Mas é também uma lição por toda a forma organizativa, muito bem construída, aberta à sociedade, ao contrário de outras que eu conheço no mundo. Dando a palavra aos estudantes, que era exactamente isso que devia ser feito, cabendo aos mais velhos serem, quando muito, comentadores e moderadores. Abrir o CES para fora e dar conta, de facto, da plenitude do trabalho que se faz naquele centro de investigação.
Esta iniciativa mostra bem a pujança desta instituição da Faculdade de Economia. E eu saúdo a presença do Professor José Murteira, aqui em representação do presidente do Conselho Directivo, e do Professor Carlos Fortuna, nosso investigador.
Quero salientar, antes de mais, a excelência do que estou a observar e que está presente em todos os detalhes. Um deles, por exemplo, é esse notável poster que já pedi, que eu preciso de um, quero um. É notável no título e no design que esteve por detrás desse título. São coisas pelas quais nós por vezes pagamos fortunas. Não sei quantas fortunas vocês pagaram, ao que sei nenhuma, para terem um poster de tanta qualidade, enquanto nós vamos, por vezes, pedir aos melhores designers e se calhar temo-los em casa e não os aproveitamos. Ou seja, uma contradição com o senhor Professor Boaventura de Sousa Santos que escreve livros contra o desperdício da experiência e depois a desperdiça dentro da própria casa! Acho que isto é uma grande lição para todos nós.
O título é absolutamente notável!
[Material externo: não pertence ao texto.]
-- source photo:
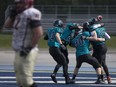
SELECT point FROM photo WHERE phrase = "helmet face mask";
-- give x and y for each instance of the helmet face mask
(99, 17)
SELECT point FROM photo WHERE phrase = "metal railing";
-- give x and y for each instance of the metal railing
(77, 13)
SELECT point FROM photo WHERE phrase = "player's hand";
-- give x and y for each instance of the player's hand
(25, 51)
(12, 12)
(62, 47)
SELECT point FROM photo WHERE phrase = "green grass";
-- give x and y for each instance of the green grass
(5, 42)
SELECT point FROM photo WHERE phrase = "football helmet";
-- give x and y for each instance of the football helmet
(21, 5)
(58, 23)
(99, 17)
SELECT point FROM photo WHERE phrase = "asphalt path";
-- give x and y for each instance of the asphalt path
(45, 65)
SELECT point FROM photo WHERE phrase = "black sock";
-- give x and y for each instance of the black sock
(74, 76)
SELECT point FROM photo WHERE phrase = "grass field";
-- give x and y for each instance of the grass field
(5, 42)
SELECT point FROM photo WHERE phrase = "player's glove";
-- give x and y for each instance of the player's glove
(84, 37)
(102, 24)
(62, 47)
(25, 51)
(12, 12)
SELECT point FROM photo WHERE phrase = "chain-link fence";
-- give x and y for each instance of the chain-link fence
(79, 14)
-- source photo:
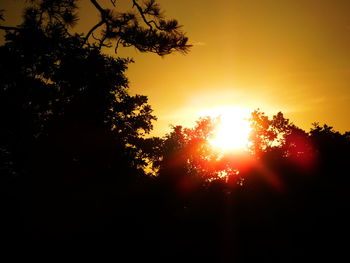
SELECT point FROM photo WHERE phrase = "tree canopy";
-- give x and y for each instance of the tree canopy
(75, 161)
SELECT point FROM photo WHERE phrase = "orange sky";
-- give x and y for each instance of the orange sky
(277, 55)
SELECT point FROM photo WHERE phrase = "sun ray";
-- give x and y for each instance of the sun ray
(233, 128)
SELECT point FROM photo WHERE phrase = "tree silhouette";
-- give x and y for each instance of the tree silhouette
(71, 140)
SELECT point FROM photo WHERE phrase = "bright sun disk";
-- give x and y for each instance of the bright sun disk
(233, 129)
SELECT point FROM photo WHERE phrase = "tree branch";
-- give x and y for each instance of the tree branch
(8, 28)
(92, 30)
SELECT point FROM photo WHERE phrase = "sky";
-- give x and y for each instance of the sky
(276, 55)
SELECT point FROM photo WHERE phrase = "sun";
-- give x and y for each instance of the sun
(233, 128)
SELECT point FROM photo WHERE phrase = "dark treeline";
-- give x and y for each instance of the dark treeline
(76, 166)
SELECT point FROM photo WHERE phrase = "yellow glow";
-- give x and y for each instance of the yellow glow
(233, 129)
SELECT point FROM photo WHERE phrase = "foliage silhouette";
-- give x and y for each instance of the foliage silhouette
(73, 156)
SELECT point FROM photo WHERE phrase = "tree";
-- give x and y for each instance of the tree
(72, 137)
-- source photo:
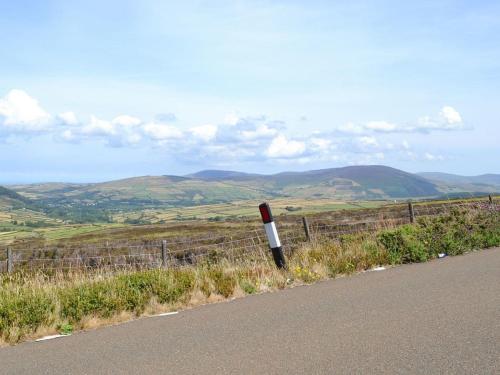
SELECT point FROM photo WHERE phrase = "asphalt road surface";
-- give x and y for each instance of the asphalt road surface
(441, 317)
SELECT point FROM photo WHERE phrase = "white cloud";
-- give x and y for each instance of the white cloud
(161, 132)
(126, 121)
(68, 118)
(205, 132)
(368, 141)
(351, 128)
(262, 131)
(98, 127)
(432, 157)
(22, 113)
(281, 147)
(450, 115)
(231, 119)
(381, 126)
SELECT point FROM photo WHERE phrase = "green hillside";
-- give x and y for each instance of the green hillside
(213, 187)
(451, 183)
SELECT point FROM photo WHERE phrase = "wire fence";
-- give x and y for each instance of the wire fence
(245, 246)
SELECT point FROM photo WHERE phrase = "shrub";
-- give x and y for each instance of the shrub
(403, 245)
(224, 283)
(23, 311)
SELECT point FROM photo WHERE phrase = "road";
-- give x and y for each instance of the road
(441, 317)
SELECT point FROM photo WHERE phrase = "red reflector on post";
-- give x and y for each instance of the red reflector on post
(265, 212)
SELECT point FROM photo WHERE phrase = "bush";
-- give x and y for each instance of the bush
(403, 245)
(23, 310)
(224, 283)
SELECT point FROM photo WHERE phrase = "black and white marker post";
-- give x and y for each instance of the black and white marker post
(272, 235)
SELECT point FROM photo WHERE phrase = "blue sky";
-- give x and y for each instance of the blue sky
(99, 90)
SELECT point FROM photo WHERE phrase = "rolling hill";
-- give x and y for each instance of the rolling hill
(211, 187)
(98, 202)
(486, 183)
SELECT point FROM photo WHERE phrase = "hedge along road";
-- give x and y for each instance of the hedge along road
(432, 318)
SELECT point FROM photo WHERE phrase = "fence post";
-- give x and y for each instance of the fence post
(164, 253)
(412, 213)
(10, 263)
(272, 235)
(306, 229)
Uma articulação do local e do global que não seria melhor, como metáfora do que estão a fazer. Encontrar “Coimbra C”: aquela que, sendo de escalas e transbordos, está para além das outras, precisamente porque é a estação que não existe. É aquilo que nós somos e onde ficamos, por algum tempo é certo, mas aí ficamos, para nos transformarmos por dentro e para transformarmos os outros por dentro e por fora, a nossa sociedade.
Queria-vos dizer duas ou três coisas que me vão no coração, que também me vão na alma, obviamente, mas são muito do coração. Estão muito juntas. Tivemos na semana passada um grande colóquio em Lisboa sobre a avaliação do Processo de Bolonha. Todos viram isso em páginas e páginas dos jornais, na televisão, etc. Quero dizer-vos que nós estamos aqui nesta sala, neste colóquio, a testemunhar o que há de melhor no Processo de Bolonha. Coimbra C é Bolonha A, por contraposição a Bolonha B, que é o gato por lebre que se está vender em Portugal como se fosse Processo de Bolonha.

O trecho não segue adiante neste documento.